Transforming growth factor beta1 is up-regulated by activated Raf in skeletal myoblasts but does not contribute to the differentiation-defective phenotype.

The Raf/MEK/MAPK signaling module elicits a strong negative impact on skeletal myogenesis that is reflected by a complete loss of muscle gene transcription and differentiation in multinucleated myocytes. Recent evidence indicates that Raf signaling also may contribute to myoblast cell cycle exit and cytoprotection. To further define the mechanisms by which Raf participates in cellular responses, a stable line of myoblasts expressing an estrogen receptor-Raf chimeric protein was created. The cells (23A2RafER(DD)) demonstrate a strict concentration-dependent increase in chimeric Raf protein synthesis and downstream phosphoMAPK activation. Initiation of low-level Raf activity in these cells augments contractile protein expression and myocyte fusion. By contrast, induction of high level Raf activity in 23A2RafER(DD) myoblasts inhibits the formation of myocytes and muscle reporter gene expression. Interestingly, treatment of myoblasts with conditioned medium isolated from Raf-repressive cells inhibits all of the aspects of myogenesis.

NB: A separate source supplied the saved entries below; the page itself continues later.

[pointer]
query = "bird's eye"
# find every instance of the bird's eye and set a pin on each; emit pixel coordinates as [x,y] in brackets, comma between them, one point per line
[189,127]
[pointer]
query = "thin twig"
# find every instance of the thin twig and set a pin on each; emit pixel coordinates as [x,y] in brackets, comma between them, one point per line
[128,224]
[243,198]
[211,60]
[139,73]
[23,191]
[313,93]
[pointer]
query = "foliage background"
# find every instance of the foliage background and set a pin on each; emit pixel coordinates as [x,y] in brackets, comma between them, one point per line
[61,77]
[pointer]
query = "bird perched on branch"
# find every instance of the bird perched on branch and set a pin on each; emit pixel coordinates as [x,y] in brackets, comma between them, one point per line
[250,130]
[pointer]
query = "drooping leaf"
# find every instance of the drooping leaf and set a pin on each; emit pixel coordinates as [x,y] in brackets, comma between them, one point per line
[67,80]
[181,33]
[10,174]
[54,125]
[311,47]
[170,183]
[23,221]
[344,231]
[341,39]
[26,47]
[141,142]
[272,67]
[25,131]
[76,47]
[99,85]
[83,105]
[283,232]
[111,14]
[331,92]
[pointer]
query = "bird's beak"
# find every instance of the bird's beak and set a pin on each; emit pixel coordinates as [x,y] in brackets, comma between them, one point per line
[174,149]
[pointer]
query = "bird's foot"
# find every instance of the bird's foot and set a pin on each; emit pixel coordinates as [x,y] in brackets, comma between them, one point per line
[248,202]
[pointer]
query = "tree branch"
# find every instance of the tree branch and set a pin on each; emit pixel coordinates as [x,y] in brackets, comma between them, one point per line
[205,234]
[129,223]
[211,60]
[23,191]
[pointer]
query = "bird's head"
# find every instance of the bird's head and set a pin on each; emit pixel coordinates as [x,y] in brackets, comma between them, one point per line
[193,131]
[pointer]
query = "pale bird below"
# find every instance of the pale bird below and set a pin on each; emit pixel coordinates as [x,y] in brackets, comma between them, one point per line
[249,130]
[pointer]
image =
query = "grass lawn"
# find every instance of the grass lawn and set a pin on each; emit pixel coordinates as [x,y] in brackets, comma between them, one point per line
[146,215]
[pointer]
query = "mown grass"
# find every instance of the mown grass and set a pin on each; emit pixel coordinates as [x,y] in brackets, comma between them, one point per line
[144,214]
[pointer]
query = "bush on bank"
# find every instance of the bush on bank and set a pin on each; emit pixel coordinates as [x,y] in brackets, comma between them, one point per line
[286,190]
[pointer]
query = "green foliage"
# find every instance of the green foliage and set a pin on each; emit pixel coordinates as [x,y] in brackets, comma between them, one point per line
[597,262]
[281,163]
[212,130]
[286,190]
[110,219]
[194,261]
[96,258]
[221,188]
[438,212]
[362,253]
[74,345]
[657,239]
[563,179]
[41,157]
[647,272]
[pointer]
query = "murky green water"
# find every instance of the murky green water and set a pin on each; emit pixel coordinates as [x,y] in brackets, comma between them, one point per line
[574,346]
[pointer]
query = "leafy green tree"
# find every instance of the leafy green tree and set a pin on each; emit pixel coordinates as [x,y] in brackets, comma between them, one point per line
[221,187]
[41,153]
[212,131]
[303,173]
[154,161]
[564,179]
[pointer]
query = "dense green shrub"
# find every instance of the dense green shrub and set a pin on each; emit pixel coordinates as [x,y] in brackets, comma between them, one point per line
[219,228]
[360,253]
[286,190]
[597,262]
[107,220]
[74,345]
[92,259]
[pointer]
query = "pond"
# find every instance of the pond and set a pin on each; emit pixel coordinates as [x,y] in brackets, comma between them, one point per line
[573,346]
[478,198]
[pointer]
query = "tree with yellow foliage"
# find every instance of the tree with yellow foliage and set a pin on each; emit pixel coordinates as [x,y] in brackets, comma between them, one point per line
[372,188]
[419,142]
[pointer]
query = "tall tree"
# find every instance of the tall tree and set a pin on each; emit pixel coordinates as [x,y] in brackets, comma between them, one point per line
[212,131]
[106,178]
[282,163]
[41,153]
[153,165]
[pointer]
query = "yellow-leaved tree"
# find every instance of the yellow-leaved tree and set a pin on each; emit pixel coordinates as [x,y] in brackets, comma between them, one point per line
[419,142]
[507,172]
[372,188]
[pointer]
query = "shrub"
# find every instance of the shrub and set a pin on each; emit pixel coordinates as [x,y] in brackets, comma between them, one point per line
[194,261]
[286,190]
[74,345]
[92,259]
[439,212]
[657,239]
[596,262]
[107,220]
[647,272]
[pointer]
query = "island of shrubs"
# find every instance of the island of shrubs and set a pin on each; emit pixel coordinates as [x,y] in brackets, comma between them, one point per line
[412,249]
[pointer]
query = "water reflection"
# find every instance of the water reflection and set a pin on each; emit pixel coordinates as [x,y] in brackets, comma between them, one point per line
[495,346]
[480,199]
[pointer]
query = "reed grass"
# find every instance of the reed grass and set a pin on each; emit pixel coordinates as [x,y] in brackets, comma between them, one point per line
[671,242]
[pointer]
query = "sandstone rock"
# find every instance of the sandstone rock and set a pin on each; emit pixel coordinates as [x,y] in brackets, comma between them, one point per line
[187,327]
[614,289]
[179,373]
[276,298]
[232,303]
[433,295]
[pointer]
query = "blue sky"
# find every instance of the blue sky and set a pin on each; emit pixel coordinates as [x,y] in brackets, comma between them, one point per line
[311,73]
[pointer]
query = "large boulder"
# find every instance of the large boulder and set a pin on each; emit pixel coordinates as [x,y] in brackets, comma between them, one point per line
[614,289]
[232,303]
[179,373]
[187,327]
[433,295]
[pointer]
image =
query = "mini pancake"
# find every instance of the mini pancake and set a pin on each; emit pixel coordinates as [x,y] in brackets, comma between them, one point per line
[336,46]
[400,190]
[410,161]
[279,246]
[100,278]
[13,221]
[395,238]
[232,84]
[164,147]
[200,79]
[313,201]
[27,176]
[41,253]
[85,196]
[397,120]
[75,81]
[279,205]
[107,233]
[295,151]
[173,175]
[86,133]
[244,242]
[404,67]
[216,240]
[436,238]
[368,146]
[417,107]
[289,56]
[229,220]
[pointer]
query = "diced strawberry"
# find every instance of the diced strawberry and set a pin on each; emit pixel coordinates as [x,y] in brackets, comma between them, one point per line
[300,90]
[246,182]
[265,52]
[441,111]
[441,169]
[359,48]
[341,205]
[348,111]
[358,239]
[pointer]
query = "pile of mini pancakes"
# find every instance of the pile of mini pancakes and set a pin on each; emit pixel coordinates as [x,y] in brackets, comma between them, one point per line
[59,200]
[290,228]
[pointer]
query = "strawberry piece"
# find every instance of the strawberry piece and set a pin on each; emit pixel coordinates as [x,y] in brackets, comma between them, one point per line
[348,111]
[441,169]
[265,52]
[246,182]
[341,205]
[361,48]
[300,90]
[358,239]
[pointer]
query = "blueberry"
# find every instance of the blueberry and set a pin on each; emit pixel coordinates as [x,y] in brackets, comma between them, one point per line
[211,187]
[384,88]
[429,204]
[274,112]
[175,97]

Closer examination indicates that the transforming growth factor-beta(1) (TGF-beta(1)) gene is up-regulated in Raf-repressive myoblasts. The cells also direct elevated levels of Smad transcriptional activity, suggesting the existence of a TGF-beta(1) autocrine loop. However, extinguishing the biological activity of TGF-beta(1) does not restore the myogenic program. Our results provide evidence for the involvement of Raf signal transmission during myocyte formation as well as during inhibition of myogenesis.